Friday, August 21, 2015

The Rapist

I just finished reading the Texas Monthly article “Silence at Baylor”  about Bears via Boise State defensive end Sam Ukwuachu.  From the article, it sounds like this kid has at best a violently bad temper and at worst is a rapist and violent criminal.  

Disturbing is the fact that less than 90 days ago, Baylor DC Phil Bennett insinuated that Ukwuachu would be playing for the Bears in the fall – even though he knew full well that Ukwuachu had been accused of felony sexual assault to the extent that he was going to stand trial in Waco before the end of June.

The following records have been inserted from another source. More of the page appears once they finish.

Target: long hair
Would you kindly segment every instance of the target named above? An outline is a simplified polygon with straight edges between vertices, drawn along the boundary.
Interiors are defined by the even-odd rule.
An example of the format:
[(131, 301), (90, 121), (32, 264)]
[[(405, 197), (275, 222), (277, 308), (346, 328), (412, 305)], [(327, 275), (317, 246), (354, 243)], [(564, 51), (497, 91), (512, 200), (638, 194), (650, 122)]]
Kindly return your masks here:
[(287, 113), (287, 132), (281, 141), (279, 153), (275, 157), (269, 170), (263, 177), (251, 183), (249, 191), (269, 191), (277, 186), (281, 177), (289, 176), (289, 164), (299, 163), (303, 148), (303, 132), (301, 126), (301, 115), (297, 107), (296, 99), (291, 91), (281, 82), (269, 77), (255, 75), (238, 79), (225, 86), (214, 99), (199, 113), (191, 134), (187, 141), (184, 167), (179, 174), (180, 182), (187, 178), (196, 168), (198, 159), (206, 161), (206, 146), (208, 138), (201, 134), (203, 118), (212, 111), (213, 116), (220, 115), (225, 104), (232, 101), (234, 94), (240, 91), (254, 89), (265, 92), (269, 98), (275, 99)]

Ukwuachu, who transferred to Baylor in the spring of 2013, was removed from the Boise State team for violence against a fellow lady student.  Boise State chose not to grant a waiver for Ukwuachu to be eligible to play in the 2013 season, citing they would not be supporting Sam in his athletic career moving forward.  He then was suspended for his first eligible season, 2014, for “some issues.”

Some issues?  Like the fact that he’s a rapist?  Gotcha. For God’s sake, Baylor paid for this particular rapist to go to school for two years (and graduate).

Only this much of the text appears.